In some attempt to make our meals healthier, at one point, we were on a soup and salad diet. We don't do it on an everyday basis now, but we intend to in the new year. Salads form a big part of our meals on days when we are not hardpressed for time. Soups make for easy dinners. I don't like to look at soup as an appetizer, I look at it as a meal in itself. Most dinners at my parents' place would be some vegetable soup and crackers.
I remember seeing Nupur's post on Broccoli Soup made in the microwave. I couldn't access her blog to follow the recipe, but decided to try my hand at this.
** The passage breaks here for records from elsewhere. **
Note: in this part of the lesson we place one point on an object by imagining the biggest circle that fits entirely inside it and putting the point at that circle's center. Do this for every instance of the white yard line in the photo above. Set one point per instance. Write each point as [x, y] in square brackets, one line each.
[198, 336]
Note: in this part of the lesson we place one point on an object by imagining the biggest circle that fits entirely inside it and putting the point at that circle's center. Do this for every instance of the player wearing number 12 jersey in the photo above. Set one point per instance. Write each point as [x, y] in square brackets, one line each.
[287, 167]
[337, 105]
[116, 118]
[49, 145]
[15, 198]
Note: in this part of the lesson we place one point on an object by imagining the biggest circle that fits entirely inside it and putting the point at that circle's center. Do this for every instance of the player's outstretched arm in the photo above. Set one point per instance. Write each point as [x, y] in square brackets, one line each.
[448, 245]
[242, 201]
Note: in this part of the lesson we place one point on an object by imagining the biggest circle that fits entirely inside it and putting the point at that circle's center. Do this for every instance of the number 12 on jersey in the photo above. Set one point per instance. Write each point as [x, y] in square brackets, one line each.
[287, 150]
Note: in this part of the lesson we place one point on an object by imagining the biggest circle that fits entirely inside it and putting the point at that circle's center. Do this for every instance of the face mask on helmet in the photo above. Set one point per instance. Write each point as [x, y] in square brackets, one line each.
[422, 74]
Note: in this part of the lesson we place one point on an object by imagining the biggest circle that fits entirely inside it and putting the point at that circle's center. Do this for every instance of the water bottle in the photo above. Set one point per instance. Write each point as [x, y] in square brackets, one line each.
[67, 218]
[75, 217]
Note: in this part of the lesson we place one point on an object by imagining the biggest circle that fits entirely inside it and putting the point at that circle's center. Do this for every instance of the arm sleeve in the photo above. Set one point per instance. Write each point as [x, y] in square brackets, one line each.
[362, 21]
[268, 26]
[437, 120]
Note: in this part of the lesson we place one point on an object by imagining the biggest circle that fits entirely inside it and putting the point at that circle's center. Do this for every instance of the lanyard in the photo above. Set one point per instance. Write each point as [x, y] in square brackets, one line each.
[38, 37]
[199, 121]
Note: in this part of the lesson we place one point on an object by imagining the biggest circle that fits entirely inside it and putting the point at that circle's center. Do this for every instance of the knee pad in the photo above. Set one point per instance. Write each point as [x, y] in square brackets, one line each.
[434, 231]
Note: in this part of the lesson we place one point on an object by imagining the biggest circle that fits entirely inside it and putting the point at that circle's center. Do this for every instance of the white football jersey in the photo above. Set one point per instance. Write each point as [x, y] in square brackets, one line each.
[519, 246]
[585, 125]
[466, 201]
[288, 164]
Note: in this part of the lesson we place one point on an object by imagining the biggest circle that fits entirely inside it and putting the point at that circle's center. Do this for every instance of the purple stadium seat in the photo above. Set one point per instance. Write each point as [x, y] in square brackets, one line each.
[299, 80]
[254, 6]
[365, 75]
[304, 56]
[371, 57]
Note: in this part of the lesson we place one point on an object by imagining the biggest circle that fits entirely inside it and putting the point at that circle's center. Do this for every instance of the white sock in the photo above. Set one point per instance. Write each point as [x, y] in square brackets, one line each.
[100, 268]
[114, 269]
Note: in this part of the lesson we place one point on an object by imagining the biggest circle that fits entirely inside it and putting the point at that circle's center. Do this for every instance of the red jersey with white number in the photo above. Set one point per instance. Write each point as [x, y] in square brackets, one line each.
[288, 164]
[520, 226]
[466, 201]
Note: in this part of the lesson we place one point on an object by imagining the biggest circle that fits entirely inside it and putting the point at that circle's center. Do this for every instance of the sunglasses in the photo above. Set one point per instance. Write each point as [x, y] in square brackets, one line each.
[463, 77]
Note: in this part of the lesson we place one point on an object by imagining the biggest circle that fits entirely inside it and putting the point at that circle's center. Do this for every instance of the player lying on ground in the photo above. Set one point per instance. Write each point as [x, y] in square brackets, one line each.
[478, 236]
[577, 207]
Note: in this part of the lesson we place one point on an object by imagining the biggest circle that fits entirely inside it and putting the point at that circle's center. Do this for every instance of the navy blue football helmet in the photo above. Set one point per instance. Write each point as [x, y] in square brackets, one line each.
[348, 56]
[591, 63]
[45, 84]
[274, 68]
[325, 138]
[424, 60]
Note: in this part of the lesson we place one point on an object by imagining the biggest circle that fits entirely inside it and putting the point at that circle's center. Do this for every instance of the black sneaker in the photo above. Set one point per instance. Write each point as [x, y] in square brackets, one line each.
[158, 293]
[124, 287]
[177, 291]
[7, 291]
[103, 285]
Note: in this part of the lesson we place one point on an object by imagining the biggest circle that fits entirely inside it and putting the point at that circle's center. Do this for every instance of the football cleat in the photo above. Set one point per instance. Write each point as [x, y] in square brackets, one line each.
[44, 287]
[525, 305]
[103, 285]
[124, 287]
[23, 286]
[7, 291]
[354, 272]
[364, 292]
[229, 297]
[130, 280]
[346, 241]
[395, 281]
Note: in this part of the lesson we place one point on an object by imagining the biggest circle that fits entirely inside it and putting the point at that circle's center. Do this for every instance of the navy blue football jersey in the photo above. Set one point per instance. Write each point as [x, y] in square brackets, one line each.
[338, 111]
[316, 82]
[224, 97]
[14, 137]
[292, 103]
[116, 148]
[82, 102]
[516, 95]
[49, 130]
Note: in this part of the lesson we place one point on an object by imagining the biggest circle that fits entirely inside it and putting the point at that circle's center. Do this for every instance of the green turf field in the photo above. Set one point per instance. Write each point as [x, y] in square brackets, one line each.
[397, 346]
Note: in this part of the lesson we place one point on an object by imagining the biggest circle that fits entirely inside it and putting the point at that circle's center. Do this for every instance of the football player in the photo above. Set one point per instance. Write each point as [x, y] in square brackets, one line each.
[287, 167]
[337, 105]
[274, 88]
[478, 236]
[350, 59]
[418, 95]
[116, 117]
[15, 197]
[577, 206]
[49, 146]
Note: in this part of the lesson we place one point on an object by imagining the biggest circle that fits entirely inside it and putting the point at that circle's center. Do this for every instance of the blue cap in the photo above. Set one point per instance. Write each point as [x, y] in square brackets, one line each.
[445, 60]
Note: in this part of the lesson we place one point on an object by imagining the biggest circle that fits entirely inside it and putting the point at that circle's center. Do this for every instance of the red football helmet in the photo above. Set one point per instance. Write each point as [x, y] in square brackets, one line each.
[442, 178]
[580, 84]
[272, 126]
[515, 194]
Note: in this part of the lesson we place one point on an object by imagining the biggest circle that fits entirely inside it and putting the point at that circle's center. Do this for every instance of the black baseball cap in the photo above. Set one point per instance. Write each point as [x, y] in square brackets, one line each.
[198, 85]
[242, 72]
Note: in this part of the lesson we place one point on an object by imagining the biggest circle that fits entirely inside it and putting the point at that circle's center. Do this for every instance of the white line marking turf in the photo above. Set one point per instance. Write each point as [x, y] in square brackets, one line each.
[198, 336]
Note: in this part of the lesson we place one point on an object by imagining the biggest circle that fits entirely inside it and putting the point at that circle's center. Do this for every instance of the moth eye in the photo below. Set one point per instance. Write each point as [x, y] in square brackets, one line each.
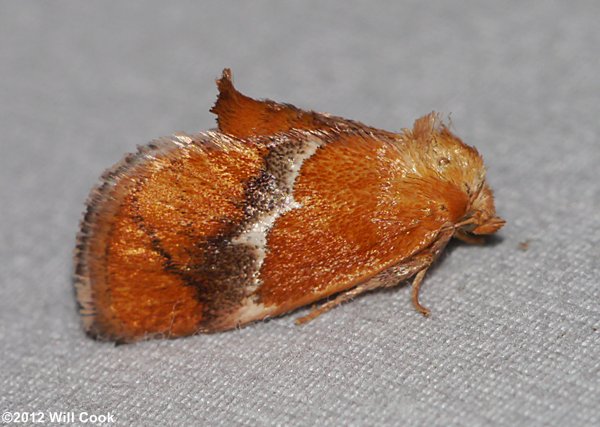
[443, 161]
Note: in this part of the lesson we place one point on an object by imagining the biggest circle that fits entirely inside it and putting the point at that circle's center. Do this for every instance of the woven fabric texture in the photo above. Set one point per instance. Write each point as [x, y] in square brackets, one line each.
[514, 338]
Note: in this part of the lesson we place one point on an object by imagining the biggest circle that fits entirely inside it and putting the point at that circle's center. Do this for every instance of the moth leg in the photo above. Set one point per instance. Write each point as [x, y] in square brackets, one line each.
[340, 299]
[473, 240]
[416, 286]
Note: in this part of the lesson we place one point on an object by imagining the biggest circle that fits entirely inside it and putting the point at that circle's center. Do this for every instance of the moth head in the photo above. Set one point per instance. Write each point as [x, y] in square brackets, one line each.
[482, 218]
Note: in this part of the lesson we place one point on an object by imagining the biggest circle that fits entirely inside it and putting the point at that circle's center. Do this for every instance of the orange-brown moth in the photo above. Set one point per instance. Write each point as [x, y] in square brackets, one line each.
[276, 209]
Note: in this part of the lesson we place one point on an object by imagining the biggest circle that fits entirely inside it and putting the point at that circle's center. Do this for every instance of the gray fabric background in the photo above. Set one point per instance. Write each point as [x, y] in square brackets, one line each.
[515, 335]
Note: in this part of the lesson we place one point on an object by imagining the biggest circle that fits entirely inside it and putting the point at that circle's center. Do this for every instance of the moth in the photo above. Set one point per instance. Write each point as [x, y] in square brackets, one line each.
[275, 209]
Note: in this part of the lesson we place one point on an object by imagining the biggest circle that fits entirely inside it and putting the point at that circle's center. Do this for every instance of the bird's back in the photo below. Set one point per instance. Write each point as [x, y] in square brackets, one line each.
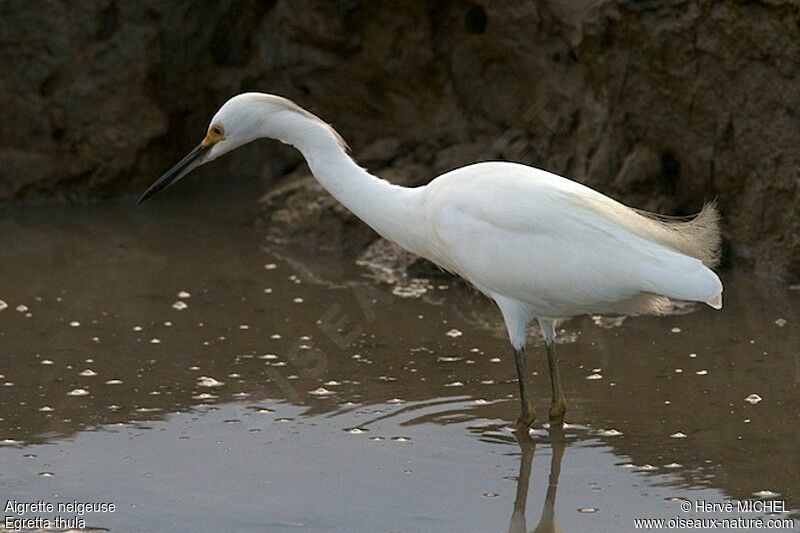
[562, 248]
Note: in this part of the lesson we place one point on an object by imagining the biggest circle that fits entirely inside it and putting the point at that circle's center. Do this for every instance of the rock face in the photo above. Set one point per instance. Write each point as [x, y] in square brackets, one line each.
[659, 104]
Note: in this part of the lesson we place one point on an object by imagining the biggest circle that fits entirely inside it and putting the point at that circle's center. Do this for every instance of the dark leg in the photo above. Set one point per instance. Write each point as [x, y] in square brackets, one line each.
[559, 404]
[527, 414]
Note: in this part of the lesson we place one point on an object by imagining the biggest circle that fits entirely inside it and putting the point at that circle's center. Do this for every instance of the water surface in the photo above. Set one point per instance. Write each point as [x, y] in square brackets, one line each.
[166, 360]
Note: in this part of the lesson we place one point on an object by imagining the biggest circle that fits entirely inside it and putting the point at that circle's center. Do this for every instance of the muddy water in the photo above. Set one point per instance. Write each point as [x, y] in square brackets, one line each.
[163, 360]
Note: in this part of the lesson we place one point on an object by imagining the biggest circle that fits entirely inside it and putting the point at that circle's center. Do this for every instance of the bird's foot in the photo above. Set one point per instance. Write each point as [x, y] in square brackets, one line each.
[525, 420]
[557, 411]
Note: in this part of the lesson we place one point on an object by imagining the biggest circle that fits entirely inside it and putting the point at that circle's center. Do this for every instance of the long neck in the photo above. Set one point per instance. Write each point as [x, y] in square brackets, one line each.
[391, 210]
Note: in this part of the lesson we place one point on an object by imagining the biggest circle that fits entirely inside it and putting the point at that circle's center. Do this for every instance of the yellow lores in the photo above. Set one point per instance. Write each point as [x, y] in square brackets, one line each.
[215, 134]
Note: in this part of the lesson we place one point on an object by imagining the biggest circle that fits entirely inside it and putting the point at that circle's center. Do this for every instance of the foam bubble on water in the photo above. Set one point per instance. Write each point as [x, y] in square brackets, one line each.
[204, 396]
[208, 381]
[753, 399]
[765, 494]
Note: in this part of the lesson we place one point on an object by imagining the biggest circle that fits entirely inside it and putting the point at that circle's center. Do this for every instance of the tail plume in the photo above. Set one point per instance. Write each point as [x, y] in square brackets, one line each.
[698, 237]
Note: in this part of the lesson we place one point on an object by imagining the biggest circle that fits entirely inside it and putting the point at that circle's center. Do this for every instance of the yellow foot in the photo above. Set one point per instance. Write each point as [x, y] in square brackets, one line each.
[557, 411]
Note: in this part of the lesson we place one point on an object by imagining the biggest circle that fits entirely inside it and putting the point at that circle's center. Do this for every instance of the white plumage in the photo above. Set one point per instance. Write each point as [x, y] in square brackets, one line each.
[540, 245]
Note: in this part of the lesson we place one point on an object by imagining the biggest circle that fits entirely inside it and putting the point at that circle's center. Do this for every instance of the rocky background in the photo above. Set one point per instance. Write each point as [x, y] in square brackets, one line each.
[659, 104]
I had a packet of mushrooms at hand and wanted to use the two together. Along with some flavoured crackers, this soup made a wonderful weekday dinner.
1 cup Broccoli florets
1 cup Mushrooms
1 cup Milk
1 tsp Basil
1 tsp Parsley
Salt and Pepper to Taste
Cook the broccoli and mushrooms in a covered microwave dish with a little water for 5 minutes on high. Cool a little and blend to a paste.
Heat the milk and blend in the broccoli mushroom paste. Add the salt, pepper, basil and parsley and bring to a boil. Serve with toast or crackers.
This soup is ready in less than half an hour and is capable of filling you up. This is a lifesaver on days when you get home late and still want a hearty home cooked meal. Since both these vegetables are in season, I plan to make this more often.